Keine öffentliche Übertragung 

Drei lokale Fernsehstationen übertragen die EM-Spiele aus Österreich und der Schweiz. Und immer dann, wenn die deutsche Mannschaft spielt, geht es hoch her, denn die Löw-Elf ist der Favorit für viele Afghanen. Das Wohlwollen für die Deutschen spürt auch der Leiter des deutschen Fußballprojekts, Ali Askar Lai, ein ehemaliger afghanischer Nationalspieler.

Er ist Co-Kommentator beim Fernsehen und im Radio, und hin und wieder muss er die Euphorie dämpfen, weil es nicht so läuft, wie es die Afghanen gern sehen würden. Öffentliche Übertragungen gibt es nicht, die Sicherheitsbehörden haben vor größeren Menschenansammlungen gewarnt, auch die Deutsche Botschaft.

Obwohl Portugal im Viertelfinale als große Hürde angesehen wird, sind die drei Nationalspieler Ibrahim Jebani, Hafizullah Quadami und Islam Amiri überzeugt, dass es besser wird.

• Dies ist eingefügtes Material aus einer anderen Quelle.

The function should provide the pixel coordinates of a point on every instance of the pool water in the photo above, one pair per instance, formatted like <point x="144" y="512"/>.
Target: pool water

Die Deutschen brauchen ja immer eine gewisse Anlaufzeit, wissen sie zu berichten.

Gefragt nach den Gründen ihrer Sympathie für die deutschen Fußballer, sagen alle drei: "Die Deutschen haben uns nach dem Taliban-Regime den Fußball wieder zurückgebracht." Fußballpräsident Karium Keramuddi formuliert es noch etwas markanter: "Wir lieben diese Spiele schon deshalb, weil uns Bälle lieber sind als Bomben."